Part One: The Infernal Inferno
Hell ought to be the most terrifying place in the world. The only argument against that claim might be that no one has ever seen it and therefore has nothing to base it on. Yet there is one man who lived in the Middle Ages, who told a tale of his own journey through Hell, or Inferno, and back. The man was Dante Alighieri (c. 1265-1320), the tale was the Divina Commedia, the Divine Comedy.
Click image to enlarge.

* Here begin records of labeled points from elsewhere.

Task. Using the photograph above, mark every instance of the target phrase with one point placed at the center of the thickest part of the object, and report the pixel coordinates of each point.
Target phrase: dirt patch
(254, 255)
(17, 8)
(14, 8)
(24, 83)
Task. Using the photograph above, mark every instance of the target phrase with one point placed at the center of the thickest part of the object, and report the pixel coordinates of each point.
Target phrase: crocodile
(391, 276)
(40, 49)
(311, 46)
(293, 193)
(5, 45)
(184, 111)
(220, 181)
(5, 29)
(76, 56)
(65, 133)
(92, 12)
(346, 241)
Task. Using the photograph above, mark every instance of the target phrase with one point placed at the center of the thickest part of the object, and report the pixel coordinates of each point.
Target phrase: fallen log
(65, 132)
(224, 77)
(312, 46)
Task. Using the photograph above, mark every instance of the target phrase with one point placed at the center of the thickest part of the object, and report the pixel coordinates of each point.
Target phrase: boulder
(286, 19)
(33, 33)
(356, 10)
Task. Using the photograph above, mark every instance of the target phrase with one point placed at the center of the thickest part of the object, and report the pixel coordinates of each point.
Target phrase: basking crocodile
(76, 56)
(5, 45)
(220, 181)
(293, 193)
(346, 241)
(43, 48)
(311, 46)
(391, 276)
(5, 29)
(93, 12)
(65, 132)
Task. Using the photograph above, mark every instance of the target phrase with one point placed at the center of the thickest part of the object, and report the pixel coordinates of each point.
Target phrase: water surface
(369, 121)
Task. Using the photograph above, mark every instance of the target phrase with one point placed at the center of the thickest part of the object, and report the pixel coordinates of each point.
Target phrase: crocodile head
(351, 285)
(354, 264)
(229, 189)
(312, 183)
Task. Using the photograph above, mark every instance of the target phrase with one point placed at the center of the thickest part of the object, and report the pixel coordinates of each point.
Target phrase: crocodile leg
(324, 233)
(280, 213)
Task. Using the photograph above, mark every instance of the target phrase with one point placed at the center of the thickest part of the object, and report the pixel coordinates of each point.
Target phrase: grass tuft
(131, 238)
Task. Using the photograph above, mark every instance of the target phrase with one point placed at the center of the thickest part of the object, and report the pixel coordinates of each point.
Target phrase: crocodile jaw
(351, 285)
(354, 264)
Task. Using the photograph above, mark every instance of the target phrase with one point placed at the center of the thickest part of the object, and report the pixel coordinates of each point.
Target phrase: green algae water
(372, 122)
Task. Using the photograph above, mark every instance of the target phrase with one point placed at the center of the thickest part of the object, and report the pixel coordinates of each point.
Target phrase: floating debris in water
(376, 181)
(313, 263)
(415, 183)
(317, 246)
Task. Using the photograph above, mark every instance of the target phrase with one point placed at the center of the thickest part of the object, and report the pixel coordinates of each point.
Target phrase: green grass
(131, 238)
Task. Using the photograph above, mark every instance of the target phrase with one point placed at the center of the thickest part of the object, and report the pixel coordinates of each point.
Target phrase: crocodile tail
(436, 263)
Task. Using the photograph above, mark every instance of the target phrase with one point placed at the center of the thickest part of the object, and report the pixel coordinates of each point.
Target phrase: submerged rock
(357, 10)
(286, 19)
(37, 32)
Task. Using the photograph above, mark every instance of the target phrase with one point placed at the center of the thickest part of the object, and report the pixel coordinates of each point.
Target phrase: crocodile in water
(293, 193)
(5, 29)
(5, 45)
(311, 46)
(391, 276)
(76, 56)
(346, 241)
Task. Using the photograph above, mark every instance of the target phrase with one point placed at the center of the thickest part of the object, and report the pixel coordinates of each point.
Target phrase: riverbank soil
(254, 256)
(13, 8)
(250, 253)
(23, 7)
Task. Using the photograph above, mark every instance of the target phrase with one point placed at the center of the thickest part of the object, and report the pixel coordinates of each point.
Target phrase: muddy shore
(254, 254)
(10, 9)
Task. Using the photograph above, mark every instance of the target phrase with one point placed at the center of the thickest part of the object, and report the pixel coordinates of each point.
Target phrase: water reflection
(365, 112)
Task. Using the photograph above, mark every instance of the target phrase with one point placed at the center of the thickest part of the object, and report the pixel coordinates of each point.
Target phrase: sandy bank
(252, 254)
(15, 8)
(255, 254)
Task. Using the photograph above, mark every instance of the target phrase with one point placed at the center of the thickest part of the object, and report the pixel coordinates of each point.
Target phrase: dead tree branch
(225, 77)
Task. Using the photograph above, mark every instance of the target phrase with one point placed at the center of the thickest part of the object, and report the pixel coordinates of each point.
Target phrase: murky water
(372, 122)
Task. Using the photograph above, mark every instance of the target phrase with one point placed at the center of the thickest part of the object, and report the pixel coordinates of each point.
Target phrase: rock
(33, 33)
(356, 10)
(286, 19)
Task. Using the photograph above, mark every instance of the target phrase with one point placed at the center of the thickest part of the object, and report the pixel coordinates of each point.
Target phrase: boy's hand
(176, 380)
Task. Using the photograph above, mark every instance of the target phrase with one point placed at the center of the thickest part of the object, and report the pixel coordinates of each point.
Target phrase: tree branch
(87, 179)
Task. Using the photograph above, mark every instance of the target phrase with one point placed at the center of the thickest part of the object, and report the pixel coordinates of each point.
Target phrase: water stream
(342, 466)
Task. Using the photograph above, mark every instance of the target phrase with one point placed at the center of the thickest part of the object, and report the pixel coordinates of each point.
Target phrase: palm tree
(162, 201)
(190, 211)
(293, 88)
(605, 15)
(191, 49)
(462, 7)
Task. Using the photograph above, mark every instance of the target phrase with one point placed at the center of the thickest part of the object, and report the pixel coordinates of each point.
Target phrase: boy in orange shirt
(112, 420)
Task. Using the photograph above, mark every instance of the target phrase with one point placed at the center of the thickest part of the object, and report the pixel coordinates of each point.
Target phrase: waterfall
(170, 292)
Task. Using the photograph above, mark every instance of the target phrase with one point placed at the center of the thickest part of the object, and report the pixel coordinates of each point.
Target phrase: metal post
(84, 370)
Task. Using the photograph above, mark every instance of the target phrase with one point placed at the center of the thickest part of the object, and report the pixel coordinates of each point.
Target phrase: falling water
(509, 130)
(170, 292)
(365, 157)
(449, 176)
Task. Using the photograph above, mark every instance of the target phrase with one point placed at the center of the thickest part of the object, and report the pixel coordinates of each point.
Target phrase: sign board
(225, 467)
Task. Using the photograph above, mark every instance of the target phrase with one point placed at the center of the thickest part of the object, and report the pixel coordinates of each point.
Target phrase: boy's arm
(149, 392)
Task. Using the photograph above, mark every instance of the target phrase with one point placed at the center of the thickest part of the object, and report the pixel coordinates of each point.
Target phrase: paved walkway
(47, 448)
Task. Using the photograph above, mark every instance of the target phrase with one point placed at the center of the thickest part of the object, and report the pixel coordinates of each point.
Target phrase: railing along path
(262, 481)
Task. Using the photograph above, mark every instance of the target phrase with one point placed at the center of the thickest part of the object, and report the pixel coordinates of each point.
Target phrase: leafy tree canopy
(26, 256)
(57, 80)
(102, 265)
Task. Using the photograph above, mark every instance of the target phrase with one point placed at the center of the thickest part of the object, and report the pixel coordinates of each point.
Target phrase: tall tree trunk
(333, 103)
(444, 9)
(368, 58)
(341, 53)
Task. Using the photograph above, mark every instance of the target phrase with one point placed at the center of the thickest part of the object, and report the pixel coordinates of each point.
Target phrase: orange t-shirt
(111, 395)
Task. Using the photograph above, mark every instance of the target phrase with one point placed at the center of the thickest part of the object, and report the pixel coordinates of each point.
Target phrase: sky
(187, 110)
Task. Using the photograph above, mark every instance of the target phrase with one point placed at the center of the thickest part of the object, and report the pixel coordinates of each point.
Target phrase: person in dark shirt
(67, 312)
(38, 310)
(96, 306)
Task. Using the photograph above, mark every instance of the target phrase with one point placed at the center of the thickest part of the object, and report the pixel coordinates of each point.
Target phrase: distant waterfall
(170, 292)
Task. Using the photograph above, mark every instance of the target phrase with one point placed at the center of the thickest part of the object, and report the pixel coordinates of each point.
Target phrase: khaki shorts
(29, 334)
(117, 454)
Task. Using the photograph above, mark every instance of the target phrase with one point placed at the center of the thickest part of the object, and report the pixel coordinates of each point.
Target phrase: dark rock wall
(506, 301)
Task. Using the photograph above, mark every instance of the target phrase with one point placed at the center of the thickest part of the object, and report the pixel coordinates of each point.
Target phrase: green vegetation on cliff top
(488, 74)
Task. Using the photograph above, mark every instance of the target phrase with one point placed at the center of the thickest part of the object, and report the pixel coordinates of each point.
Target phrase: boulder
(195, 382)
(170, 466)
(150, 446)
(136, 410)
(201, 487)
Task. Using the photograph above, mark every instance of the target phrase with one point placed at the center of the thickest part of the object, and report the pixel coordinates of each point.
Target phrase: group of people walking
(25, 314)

Gustave Doré (French), Portrait of Dante Alighieri, 1860, engraving, Central Saint Martins College of Art and Design, London.

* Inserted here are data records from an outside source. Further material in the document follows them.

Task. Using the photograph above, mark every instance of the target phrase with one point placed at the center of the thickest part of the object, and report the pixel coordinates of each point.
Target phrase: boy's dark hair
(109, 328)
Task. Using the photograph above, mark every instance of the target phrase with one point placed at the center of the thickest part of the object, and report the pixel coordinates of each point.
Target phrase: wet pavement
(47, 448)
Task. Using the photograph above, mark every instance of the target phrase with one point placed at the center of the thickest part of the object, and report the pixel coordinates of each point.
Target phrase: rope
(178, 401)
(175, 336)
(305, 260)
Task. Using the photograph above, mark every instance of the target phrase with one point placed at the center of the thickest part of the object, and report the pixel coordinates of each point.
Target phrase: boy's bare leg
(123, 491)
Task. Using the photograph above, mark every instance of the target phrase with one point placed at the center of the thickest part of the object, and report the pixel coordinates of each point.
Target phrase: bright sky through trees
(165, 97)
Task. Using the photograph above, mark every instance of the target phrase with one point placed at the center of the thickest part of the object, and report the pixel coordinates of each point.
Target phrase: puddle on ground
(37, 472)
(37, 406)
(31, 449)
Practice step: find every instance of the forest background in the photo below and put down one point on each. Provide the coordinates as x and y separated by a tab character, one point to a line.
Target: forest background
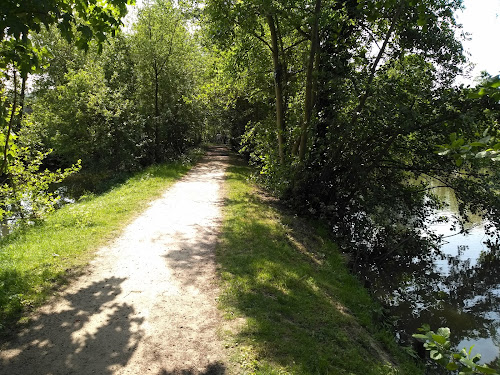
349	109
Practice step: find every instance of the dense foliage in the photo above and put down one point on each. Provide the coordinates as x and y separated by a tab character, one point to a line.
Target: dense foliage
345	104
110	100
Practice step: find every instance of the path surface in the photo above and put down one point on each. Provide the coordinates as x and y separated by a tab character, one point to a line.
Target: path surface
146	304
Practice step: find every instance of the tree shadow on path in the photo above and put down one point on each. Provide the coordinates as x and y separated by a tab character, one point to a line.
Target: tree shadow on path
92	334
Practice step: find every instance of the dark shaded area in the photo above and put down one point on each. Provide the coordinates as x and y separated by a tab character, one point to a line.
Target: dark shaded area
466	299
212	369
52	345
300	300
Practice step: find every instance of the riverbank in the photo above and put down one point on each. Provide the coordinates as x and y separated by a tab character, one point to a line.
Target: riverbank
36	260
291	305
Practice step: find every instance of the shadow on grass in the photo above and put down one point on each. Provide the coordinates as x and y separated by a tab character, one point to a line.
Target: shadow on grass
212	369
297	302
56	344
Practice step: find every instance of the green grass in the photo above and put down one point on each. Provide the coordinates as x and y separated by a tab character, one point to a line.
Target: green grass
291	304
37	259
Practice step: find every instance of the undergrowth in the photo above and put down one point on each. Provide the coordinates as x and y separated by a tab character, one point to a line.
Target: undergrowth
34	260
291	305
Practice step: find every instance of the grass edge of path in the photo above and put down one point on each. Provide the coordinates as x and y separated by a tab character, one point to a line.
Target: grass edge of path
290	304
38	259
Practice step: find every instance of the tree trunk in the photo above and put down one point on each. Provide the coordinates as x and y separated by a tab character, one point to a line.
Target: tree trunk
278	87
309	94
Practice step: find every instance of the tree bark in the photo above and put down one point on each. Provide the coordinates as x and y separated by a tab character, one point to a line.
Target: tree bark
373	69
309	94
3	170
278	88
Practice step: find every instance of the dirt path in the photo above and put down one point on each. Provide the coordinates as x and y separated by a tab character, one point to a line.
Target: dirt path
147	304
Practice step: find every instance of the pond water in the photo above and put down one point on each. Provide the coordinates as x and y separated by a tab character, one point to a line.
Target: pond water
458	287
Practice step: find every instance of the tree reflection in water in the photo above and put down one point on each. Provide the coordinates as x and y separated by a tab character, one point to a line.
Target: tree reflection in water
449	289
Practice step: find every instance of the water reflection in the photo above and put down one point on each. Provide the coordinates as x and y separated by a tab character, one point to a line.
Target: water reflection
457	286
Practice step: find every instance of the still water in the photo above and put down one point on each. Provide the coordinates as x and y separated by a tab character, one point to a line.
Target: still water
458	287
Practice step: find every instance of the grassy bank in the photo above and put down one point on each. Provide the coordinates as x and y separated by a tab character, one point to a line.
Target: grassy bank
291	304
35	260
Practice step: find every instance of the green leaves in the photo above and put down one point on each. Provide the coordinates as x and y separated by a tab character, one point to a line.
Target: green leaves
439	348
460	150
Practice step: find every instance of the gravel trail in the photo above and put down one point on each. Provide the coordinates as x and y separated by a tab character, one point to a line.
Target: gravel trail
147	303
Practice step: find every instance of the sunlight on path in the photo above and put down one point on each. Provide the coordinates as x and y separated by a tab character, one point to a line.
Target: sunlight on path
147	303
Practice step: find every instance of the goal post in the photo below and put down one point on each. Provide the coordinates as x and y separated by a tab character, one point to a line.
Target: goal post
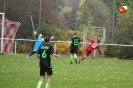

In this epic poem, Dante, the great father of the Italian language as many call him, travels through the three worlds of the afterlife, Inferno, or Hell, Purgatory, and Paradise, or Heaven. Lead by the ancient Roman poet, Virgil, Dante travels through Inferno first and maps out its horrific geography, which turns out to be divided into a number of circles, with cities and landscapes within each other, inhabited by demons and monsters whose sole purpose is to torture the sinners condemned to these whereabouts.
Click image to enlarge. Domenico di Michelino (Italian), La Divina Commedia di Dante (Dante and the Divine Comedy), 1465, fresco, dome of the church of Santa Maria del Fiore, Florence.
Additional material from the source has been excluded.